We are excited to announce that our very own Peter Pedross, Founder and CEO of PEDCO AG, will also be speaking at this event. His speech will be on Friday, May 31st from 10:55 AM – 11:40 AM on the topic of: “Continuous Delivery Pipeline and DevOps in Scaled Agility”.
This speech will be great for:
- Lean Agile Leaders, Quality Managers, Architects, Solution/Product-Manager, Requirements Engineers, CIO’s, Process Managers.
About the Topic:
Building large-scale software and cyber-physical systems are one of the most complex and challenging endeavors in the industry today. Lean enterprises focus on delivering the right solutions to customers with the highest quality in the shortest sustainable lead time.
There are some emerging practices from industries like Automotive-, MedTech, and Finance which approach this complexity in different manners. In this presentation, Peter will outline some of these aspects and discuss its pro’s and con’s and how it is applied in scaled agility such as for example in SAFe.

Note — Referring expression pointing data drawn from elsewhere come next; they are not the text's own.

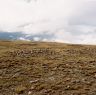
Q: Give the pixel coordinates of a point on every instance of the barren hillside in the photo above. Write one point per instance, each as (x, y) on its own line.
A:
(39, 68)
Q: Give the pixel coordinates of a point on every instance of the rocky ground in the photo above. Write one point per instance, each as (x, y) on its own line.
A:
(39, 68)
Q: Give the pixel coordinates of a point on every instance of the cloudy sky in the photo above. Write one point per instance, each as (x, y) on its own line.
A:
(70, 21)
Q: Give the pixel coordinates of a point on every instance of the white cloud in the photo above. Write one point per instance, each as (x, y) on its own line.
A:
(67, 20)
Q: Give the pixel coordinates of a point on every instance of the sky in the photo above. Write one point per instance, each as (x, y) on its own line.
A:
(68, 21)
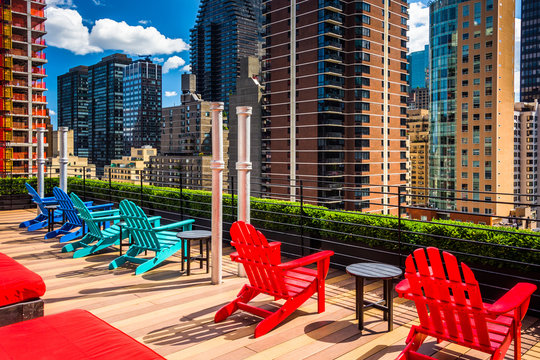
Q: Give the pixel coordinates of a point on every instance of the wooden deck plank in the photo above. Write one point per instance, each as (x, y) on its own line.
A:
(173, 314)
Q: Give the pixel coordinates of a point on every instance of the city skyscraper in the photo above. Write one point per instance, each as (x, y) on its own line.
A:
(334, 110)
(105, 91)
(224, 32)
(419, 68)
(142, 105)
(73, 101)
(23, 108)
(530, 50)
(472, 101)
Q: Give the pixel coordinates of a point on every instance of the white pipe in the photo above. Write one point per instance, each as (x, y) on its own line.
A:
(63, 160)
(41, 161)
(244, 166)
(217, 165)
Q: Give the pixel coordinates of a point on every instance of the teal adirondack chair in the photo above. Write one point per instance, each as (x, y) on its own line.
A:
(96, 239)
(146, 237)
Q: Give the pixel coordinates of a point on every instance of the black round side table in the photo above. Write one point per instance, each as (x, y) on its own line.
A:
(187, 237)
(374, 271)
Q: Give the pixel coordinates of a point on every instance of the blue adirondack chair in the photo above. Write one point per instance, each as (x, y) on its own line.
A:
(144, 237)
(41, 220)
(73, 222)
(97, 239)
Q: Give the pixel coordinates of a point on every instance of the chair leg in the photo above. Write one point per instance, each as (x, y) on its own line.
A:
(245, 295)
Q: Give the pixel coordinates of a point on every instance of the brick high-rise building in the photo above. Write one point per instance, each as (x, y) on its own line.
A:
(472, 102)
(72, 98)
(105, 91)
(142, 105)
(530, 50)
(335, 105)
(23, 108)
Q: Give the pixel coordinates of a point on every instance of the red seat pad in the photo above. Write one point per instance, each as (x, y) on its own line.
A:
(17, 283)
(74, 334)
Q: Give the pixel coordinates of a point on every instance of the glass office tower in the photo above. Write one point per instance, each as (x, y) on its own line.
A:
(105, 90)
(225, 32)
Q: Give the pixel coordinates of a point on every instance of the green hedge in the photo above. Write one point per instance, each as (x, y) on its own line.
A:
(318, 221)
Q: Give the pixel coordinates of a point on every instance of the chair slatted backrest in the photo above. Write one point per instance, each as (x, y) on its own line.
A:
(446, 304)
(66, 206)
(256, 256)
(84, 214)
(141, 231)
(36, 198)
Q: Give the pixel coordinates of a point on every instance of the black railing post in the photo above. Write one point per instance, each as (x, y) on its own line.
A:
(84, 183)
(399, 227)
(302, 216)
(110, 184)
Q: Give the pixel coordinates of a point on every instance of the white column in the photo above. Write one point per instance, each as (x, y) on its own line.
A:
(243, 166)
(41, 161)
(63, 160)
(217, 165)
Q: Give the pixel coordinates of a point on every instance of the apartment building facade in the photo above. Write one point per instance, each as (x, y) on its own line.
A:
(530, 51)
(471, 110)
(72, 107)
(334, 110)
(23, 106)
(142, 105)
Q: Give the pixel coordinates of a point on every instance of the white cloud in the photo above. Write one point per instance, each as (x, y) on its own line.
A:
(174, 62)
(112, 35)
(60, 3)
(65, 30)
(418, 26)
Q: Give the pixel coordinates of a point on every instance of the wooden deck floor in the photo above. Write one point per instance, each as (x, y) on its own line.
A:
(173, 313)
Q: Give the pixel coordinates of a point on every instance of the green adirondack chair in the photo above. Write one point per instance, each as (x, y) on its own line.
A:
(144, 237)
(96, 239)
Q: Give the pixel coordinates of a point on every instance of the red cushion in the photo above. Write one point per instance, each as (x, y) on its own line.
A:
(75, 334)
(17, 283)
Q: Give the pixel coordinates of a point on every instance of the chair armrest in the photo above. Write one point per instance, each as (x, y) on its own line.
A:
(105, 213)
(403, 287)
(175, 225)
(310, 259)
(515, 297)
(104, 207)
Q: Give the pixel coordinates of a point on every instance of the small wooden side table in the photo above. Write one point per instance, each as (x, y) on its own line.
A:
(374, 271)
(203, 236)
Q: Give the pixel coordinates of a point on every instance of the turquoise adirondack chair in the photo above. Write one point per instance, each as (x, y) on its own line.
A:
(72, 219)
(146, 237)
(96, 239)
(41, 220)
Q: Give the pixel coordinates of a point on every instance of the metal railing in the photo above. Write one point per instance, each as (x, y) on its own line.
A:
(500, 255)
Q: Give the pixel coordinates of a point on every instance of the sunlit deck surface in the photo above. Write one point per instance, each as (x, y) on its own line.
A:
(173, 313)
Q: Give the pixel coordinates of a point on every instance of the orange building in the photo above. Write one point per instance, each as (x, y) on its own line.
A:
(23, 107)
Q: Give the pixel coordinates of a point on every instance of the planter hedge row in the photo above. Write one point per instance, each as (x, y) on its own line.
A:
(320, 222)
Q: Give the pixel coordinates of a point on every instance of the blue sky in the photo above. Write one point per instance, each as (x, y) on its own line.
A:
(81, 32)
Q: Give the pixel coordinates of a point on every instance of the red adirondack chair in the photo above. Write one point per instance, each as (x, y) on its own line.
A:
(267, 275)
(452, 309)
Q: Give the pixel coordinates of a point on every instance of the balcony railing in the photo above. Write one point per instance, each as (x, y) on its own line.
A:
(500, 254)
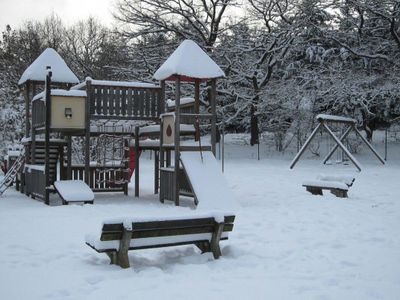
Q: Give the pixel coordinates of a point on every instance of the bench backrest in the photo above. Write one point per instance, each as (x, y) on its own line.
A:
(194, 228)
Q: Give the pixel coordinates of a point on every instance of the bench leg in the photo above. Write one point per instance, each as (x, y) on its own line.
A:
(113, 257)
(314, 190)
(219, 227)
(339, 193)
(122, 254)
(204, 246)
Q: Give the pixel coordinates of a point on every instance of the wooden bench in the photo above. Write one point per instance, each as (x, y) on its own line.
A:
(337, 185)
(119, 236)
(315, 187)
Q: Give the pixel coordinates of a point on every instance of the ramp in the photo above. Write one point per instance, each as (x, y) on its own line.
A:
(208, 182)
(74, 191)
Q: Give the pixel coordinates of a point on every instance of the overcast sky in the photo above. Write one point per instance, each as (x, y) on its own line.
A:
(15, 12)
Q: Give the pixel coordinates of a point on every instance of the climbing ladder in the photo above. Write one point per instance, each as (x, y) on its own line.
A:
(12, 173)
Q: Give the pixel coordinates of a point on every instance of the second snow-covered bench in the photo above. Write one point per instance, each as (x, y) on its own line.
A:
(337, 185)
(118, 236)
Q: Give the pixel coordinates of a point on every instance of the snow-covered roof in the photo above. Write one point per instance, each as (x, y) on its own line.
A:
(133, 84)
(37, 70)
(60, 92)
(190, 61)
(335, 118)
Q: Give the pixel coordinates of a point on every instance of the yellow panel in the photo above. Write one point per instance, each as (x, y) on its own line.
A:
(58, 118)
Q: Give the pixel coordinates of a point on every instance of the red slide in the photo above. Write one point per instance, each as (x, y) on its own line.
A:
(132, 159)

The Continuous Delivery Pipeline represents the ability to deliver new functionality to users far more frequently than current processes are able to. For some software systems, ‘continuous’ means daily releases or even releasing multiple times per day. For others, continuous may mean weekly or monthly. For large and complex systems, releasing the solution avoid taking an ‘all-or-nothing’ approach. Consider a satellite system comprised of the satellite, the ground station, and a web farm to feed the acquired satellite data to end users. Some elements may be released continuously—perhaps the web farm functionality. Others, like the hardware components of the satellite itself, may only be released every launch cycle. So, in a sense, continuous delivery means what you need it to mean—as long as the goal is to deliver far more frequently than now. In our satellite example, the more capability that gets moved to software, the more continuous the delivery can become, as those elements can then be decoupled from physical launch constraints. In all cases, the goal should be clear: more frequent delivery of value to the end user.
The Lean Startup movement has captured the imagination of business and technical leaders around the world. Inspired in part by the emergence of Agile methods, Lean Startup advocates recognized that ‘Big Design Up-front’ (BDUF), along with big-up-front financial commitment, is a poor way to foster innovation. It assumes and commits too much before having any validated learning. Instead, the Lean Startup movement embraces the highly iterative ‘hypothesize-build-measure-learn’ cycle.